CBT is a short-term, skills-based therapy that teaches kids and teens to spot unhelpful thoughts, test them against facts, and try new actions that lift mood and shrink anxiety. It’s a gold-standard first-line treatment for worries, OCD, low mood, and behaviour challenges.

What happens in a CBT session

  • Collaborative agenda—child and therapist choose one or two targets for the day
  • “Thought detective” work—finding and questioning worry or self-critical thoughts
  • Skills practice—belly-breathing, exposure steps, problem-solving, reward plans
  • Take-home mission—a brief experiment to try before the next visit

Skills children build

  • Realistic thinking (“What’s most likely?”)
  • Emotion regulation tools (grounding, coping breaths)
  • Behavioural activation (doing fun or valued activities even when mood is low)
  • Bravery ladders that break avoidance or OCD rituals into doable steps

Parent involvement

Caregivers learn to coach—not rescue—through parent coaching, SPACE training for anxious avoidance, or skill-building groups like Emotionally Healthy Parenting.

How to access CBT at FFEW

Clinicians who deliver CBT

FAQs — CBT

How long does CBT take?

Many kids see meaningful progress in 8–16 sessions, with booster visits as needed.

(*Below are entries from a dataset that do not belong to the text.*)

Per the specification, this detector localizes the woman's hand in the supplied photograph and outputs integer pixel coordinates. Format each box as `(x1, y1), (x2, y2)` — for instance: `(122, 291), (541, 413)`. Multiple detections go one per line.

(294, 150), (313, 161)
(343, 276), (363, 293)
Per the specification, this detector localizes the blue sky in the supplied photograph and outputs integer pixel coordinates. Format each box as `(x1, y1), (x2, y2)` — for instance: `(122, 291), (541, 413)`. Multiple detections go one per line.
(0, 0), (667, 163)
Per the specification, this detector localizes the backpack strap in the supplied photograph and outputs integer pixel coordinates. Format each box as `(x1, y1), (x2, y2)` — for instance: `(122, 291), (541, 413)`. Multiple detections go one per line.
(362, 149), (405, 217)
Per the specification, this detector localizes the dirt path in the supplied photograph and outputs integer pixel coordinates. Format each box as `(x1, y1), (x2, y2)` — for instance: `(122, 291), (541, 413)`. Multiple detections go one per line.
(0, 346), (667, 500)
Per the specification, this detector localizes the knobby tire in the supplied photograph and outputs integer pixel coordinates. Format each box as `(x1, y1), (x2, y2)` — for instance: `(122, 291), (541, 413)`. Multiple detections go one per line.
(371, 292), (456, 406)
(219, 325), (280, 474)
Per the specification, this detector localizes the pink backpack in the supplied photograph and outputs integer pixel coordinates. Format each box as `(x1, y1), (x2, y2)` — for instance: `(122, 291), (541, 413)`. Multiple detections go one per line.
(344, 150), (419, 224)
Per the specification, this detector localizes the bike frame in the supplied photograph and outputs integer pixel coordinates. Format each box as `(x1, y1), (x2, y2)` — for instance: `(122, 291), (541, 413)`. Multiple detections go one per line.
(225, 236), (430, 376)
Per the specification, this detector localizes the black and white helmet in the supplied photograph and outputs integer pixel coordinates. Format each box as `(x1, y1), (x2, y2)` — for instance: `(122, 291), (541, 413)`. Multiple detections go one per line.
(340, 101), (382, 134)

Will my child have homework?

Yes—brief, age-appropriate tasks that put new skills into real-life practice.

Can CBT be adapted for neurodivergent children?

Absolutely. Therapists use visuals, special interests, and sensory supports to make skills stick.

Do parents attend every session?

You join the first visit, periodic reviews, and short wrap-ups so you can coach skills at home.

What if anxiety spikes during exposure?

Therapists teach coping tools first and pace steps carefully so bravery grows without overwhelm.